By: Meghan Kita  Friday, July 6, 2018 10:04 AM

Michaela Feinberg ’19 is researching a 1960 protest in what’s now known as the Democratic Republic of the Congo this summer. Photo by Bill Keller.

Some people think studying history means memorizing a bunch of facts, says history major Michaela Feinberg ’19. But that misses the nuance: How an event is remembered depends on who’s remembering it, and, in the case of her research on a 1960 protest in what’s now known as the Democratic Republic of the Congo, who’s deciding which records are offered for public consumption.

“A problem in my research is that nobody thought to interview the women who were protesting,” says Michaela, a Dana Scholar who’s also pursuing a minor in anthropology. “There are classified files at the U.N. that I can’t look at, so who knows what’s in there.”

Michaela’s research began last summer in the (public) U.N. archives, which she visited upon the suggestion of her advisor, Danielle Sanchez, assistant professor of history and Africana studies. The U.N. has a wealth of information about the Congo, and its materials on the secession of the Katanga province piqued Michaela’s interest.
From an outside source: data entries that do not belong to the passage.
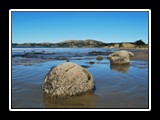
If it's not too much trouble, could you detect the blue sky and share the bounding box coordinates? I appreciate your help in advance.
[12,12,148,43]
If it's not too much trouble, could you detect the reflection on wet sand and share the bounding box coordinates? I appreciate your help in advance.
[110,64,130,73]
[43,94,96,108]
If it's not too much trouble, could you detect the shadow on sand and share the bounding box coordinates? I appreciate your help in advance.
[43,94,96,108]
[110,64,130,73]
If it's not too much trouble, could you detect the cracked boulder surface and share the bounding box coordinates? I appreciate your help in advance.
[107,50,134,65]
[42,62,95,98]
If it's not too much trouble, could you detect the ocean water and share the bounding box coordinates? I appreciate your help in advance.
[11,48,149,108]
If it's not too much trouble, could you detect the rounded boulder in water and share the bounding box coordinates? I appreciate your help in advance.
[43,62,95,98]
[107,50,134,65]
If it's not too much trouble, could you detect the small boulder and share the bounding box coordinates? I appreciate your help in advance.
[96,55,103,60]
[43,62,95,98]
[107,50,134,64]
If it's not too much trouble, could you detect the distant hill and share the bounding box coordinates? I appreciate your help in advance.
[12,39,147,48]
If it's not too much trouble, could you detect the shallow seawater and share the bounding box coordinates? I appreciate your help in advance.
[12,48,148,108]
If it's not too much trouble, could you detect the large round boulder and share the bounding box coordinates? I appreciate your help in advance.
[43,62,95,98]
[107,50,134,64]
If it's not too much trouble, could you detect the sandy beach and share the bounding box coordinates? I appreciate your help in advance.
[12,48,148,108]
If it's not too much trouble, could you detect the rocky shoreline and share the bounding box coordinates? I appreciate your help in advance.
[12,39,148,48]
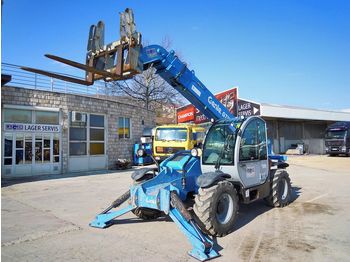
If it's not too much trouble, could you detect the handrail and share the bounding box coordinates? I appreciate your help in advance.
[1,62,109,95]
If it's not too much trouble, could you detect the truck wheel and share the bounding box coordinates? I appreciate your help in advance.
[132,207,163,220]
[132,173,163,220]
[193,181,238,237]
[265,170,292,207]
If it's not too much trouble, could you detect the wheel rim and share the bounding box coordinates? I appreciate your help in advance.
[279,179,288,201]
[216,193,233,224]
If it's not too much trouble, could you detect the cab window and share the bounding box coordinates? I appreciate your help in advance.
[239,119,267,161]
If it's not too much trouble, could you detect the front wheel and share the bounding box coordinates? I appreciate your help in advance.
[193,181,238,237]
[265,170,292,207]
[131,173,163,220]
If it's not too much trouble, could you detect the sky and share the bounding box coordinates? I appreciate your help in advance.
[1,0,350,110]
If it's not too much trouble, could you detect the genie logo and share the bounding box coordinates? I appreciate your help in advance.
[146,48,157,58]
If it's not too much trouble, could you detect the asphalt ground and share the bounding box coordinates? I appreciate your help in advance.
[1,156,350,261]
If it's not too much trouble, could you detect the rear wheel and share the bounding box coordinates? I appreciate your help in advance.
[193,181,238,237]
[265,170,292,207]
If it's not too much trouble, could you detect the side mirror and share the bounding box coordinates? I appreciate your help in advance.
[191,148,203,157]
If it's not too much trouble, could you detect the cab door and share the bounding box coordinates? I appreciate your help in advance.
[238,117,268,188]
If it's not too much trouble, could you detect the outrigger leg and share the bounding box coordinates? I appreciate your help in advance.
[90,189,219,261]
[169,191,219,261]
[90,190,135,228]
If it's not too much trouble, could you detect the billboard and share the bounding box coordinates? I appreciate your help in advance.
[176,105,196,123]
[237,99,260,117]
[177,87,238,124]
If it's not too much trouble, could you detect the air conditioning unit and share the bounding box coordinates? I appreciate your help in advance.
[72,111,86,123]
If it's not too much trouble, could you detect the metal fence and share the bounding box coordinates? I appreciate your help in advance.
[1,63,108,95]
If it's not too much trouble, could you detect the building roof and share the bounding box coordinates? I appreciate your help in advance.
[261,103,350,121]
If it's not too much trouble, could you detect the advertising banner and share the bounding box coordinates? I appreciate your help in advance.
[177,87,238,124]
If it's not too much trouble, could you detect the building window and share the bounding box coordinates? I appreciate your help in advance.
[69,112,87,156]
[69,114,105,156]
[35,111,59,125]
[118,117,130,138]
[4,108,32,123]
[90,114,105,155]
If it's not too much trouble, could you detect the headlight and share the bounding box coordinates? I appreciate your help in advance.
[136,148,146,157]
[191,148,202,157]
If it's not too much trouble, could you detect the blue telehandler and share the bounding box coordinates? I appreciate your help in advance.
[23,9,291,261]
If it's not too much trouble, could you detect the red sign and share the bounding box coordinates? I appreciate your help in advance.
[194,87,238,124]
[177,87,238,124]
[177,105,195,123]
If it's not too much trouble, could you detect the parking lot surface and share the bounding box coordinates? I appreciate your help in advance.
[1,156,350,262]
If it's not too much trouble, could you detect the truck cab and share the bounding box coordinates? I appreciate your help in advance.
[153,124,206,162]
[325,122,350,156]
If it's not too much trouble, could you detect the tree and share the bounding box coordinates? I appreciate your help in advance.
[109,37,184,110]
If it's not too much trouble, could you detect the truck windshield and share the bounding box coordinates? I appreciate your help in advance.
[155,128,187,141]
[202,123,236,165]
[326,130,346,139]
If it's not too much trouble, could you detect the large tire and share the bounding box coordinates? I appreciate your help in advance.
[193,181,238,237]
[132,173,163,220]
[265,170,292,207]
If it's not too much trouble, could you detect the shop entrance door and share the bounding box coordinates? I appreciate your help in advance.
[3,132,61,176]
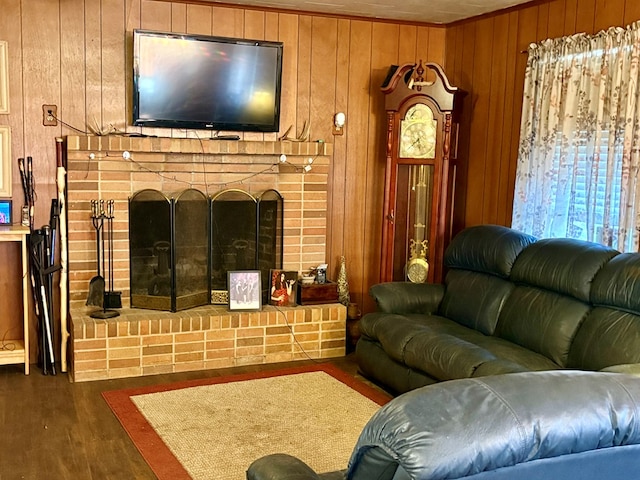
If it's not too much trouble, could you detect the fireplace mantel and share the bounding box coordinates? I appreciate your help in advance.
[67,135,333,156]
[66,135,346,380]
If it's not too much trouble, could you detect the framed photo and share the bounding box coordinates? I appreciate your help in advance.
[269,270,298,307]
[0,125,11,197]
[0,200,12,225]
[227,270,262,311]
[0,41,9,114]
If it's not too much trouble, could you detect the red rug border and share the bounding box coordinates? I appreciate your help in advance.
[102,363,392,480]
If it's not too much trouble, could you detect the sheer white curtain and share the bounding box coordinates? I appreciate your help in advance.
[512,22,640,251]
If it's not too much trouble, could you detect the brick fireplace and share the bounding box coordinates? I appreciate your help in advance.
[67,136,346,381]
Katanga’s government declared its independence from the Congolese government 11 days after the Congolese government declared its independence from Belgium, and U.N. forces came shortly after to quash the Katangese secession. Last summer, Michaela examined the archives (at the U.N., the New York Public Library and Columbia University) to determine how the Katangese people saw themselves—and were seen by outsiders—during this upheaval.

This summer, she’s homing in on the motivations behind a protest that drew 8,000 people, mostly women, and at which three protesters were shot. The U.N. claims the Katangese police were responsible for the shootings, while other sources suggest the U.N. forces were to blame, Michaela says.
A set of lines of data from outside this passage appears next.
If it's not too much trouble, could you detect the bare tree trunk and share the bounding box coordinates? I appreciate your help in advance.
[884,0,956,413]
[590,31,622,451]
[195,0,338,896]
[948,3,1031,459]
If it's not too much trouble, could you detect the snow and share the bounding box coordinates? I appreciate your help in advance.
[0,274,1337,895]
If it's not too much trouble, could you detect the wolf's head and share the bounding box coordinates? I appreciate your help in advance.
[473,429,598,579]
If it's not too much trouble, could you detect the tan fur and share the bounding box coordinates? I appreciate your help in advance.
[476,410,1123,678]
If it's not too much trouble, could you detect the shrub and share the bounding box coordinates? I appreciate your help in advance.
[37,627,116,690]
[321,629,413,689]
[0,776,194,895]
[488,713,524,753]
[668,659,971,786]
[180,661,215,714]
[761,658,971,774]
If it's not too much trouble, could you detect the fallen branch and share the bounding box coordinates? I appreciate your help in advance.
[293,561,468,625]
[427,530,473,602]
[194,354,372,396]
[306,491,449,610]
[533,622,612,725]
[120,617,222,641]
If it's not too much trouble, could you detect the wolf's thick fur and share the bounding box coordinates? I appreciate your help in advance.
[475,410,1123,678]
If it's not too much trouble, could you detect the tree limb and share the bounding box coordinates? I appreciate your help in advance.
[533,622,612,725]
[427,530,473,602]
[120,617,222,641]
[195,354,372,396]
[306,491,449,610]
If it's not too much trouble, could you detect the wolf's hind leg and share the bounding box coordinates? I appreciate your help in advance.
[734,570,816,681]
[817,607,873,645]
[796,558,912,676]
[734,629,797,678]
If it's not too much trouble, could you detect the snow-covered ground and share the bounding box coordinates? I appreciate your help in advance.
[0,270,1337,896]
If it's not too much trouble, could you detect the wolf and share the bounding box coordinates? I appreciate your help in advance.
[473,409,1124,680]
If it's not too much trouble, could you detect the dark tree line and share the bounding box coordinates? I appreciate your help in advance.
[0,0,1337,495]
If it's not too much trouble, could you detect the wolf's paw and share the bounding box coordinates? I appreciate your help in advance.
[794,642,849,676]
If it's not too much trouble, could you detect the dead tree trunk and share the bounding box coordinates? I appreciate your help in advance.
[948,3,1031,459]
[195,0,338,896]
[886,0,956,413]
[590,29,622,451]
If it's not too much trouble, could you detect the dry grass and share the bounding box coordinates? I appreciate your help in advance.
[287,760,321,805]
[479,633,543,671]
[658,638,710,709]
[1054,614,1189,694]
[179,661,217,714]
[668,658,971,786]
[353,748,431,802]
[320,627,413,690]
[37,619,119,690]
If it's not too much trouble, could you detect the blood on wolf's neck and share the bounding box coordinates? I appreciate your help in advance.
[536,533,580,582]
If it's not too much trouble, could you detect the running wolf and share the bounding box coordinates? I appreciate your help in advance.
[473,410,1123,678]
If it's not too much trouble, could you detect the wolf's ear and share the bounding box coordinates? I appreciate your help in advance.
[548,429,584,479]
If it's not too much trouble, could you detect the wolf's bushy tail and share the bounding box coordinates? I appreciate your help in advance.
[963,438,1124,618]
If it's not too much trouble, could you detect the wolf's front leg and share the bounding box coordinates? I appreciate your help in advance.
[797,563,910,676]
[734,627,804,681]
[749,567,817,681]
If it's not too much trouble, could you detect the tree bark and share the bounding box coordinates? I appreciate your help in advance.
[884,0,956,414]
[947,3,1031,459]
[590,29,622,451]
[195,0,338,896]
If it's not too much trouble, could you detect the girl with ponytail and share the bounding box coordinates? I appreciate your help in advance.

“To my knowledge, no one has ever written about this protest before,” Michaela says. “A lot of the research is about the main political situation. There’s less on the people in Katanga and how they were handling this.”

Michaela’s goal for the summer is to write a paper she can send to grad schools and possibly get published, which means more archival work in addition to analyzing other scholars’ writing on colonial and postcolonial nationalism. She’s considering pursuing an advanced degree in either library science or history, and Sanchez hopes she’ll choose the latter: “Her raw talent is so far beyond any person that I’ve encountered at her age,” Sanchez says. “She has brilliant analytical skills. I really see her as the future of Central African studies.”